12.02.2021 KFZ-Händlern fühlen sich bedroht

Ist der Börsengang der Auto1 Group eine Bedrohung für Händler?

von: GFDK - Kultur und Medien

Einer aktuellen Umfrage zufolge sind 69 Prozent der Auffassung, dass der Börsengang der Auto1 Group eine Bedrohung für den „klassischen“ Autohandel ist.

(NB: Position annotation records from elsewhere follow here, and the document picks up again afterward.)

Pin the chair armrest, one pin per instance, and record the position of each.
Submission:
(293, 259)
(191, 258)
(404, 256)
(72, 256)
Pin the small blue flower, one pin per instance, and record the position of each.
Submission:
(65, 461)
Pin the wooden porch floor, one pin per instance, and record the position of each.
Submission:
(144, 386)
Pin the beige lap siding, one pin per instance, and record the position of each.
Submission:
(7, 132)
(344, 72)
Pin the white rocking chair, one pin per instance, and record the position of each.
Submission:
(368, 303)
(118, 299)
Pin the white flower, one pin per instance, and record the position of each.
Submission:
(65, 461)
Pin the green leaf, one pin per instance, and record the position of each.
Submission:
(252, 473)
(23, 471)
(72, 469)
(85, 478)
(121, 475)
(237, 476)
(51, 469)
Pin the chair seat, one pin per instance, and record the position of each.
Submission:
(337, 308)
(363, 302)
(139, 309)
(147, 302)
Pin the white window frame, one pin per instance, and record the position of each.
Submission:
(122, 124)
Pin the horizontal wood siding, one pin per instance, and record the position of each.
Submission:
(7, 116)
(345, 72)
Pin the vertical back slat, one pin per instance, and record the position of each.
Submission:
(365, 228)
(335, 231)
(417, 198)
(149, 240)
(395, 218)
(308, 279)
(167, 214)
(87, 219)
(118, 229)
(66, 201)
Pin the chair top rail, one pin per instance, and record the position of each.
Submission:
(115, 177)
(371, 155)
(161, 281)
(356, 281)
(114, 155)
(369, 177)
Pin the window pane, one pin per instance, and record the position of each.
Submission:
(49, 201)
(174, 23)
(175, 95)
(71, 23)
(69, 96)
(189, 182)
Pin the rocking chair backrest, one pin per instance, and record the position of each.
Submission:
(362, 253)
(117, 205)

Neben der ohnehin schon angespannten Situation im Angesicht der Corona-Krise kommt nun für zahlreiche KFZ-Händler ein weiterer Unsicherheitsfaktor hinzu, wie aus einer neuen Infografik von Kryptoszene.de hervorgeht.

Während die Mehrheit negative Folgen für stationäre Händler erwartet, sind immerhin 31 Prozent der Befragten der Auffassung, dass die Auto 1 Group eine „gesunde Konkurrenz“ sei.

Wie die Infografik aufzeigt, ist die Branche ohnehin schon angeschlagen. So wurden im Januar 31,1 Prozent weniger Neuwagen zugelassen, als im selben Monat des Vorjahres.

Bei den verkauften Gebrauchtwagen schlägt der Rückgang indes mit 29,4 Prozent zu Buche.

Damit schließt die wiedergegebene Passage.